BZ #54: Non-deterministic crashes in lusearch

Status fields:

creation_ts:2008-03-24 00:16
version:default branch
Running the dacapo lusearch benchmark on dual- and quad-core machines frequently leads
to unwarranted SIGSEGVs or heap corruptions detected by glibc. On average, 1 out of 20
runs fails with SIGABRT because of this. Spurious NullPointerExceptions or
ClassCastExceptions happen also from time to time. When trying to trigger those
failures, it seems to help to load the machine a bit.

The most frequent cause of failure is a heap corruption in dumpmemory_release followed
by a crash inside the compiler while another thread does GC. SIGSEGV inside
builtin_arraycopy is also one of the more frequent occurences.

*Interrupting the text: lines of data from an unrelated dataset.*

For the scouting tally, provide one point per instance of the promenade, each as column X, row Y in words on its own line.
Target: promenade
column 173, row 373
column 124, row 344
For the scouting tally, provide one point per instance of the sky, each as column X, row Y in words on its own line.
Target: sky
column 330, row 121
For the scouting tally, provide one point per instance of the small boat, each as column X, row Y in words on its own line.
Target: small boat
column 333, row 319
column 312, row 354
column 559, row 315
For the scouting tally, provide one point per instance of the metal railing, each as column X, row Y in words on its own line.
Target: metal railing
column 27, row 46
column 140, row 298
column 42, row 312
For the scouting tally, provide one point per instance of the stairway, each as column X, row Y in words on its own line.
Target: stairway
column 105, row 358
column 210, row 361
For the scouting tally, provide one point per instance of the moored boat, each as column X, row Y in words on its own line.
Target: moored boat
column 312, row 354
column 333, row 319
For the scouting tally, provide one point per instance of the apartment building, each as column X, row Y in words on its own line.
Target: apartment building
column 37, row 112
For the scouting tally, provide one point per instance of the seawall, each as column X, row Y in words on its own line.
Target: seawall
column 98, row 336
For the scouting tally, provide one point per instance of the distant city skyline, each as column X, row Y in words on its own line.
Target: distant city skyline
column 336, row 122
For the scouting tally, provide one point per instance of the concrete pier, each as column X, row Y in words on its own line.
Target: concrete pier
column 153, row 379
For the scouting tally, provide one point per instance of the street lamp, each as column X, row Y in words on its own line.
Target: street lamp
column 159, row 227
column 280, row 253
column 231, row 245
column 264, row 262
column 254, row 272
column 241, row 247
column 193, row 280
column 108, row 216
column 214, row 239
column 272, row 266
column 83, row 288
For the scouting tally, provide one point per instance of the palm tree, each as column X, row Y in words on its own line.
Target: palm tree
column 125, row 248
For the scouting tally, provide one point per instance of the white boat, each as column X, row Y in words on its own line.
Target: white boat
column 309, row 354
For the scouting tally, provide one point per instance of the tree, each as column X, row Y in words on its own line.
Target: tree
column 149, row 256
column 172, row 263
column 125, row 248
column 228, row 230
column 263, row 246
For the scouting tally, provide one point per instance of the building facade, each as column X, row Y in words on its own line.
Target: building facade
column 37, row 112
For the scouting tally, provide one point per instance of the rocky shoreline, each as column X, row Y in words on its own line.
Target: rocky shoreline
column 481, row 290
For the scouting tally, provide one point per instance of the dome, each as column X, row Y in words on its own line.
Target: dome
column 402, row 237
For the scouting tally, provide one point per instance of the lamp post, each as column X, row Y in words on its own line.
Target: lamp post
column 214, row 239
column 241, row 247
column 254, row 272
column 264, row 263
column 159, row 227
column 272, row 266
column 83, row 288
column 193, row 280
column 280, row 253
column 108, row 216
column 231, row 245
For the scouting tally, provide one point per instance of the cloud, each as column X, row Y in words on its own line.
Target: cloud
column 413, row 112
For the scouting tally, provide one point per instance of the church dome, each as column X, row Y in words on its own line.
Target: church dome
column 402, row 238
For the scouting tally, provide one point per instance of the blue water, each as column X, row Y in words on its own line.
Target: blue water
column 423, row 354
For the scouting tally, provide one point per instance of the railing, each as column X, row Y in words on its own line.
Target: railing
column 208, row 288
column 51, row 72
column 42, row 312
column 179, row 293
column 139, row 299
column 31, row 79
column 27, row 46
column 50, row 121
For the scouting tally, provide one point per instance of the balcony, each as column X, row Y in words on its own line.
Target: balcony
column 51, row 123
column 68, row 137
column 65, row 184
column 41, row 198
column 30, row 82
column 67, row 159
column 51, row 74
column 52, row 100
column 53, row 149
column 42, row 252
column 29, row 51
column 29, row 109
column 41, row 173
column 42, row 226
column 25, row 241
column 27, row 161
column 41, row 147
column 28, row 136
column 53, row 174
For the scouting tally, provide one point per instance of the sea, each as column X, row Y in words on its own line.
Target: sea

The version tested was 056edaebc79b with classpath 0.96.1 on four different Linux
machines, all x86_64. Two quad-cores, two dual-cores, two of them running CentOS 5, one
Fedora 5 and one Fedora 8. All four behave essentially the same.

Comment #1 by on 2008-03-25 09:25:30

Reading of ClassCastExceptions, maybe it's related to non-working critical sections?

Comment #2 by on 2008-03-25 09:56:55

Yeah, the reason for the ClassCastExceptions is obvious. The rest isn't, though. I'm
trying the same with GC7 right now, and it seems more stable. Strange things still
happen but less frequently, at least that's my first impression.

Comment #3 by on 2011-01-20 22:26:32

This is still a problem, unfortunately. Best reproducible with dacapo xalan -s small. I
had high hopes that it would vanish with the introduction of memory barriers for
volatiles [1] and aligned patchers (bug #144), but no such luck…


Comment #4 by on 2012-03-13 16:26:47

I’d say this one is taken care of. Aligned patchers, barriers for volatiles, various
other fixes for races and non-races all contributed to it.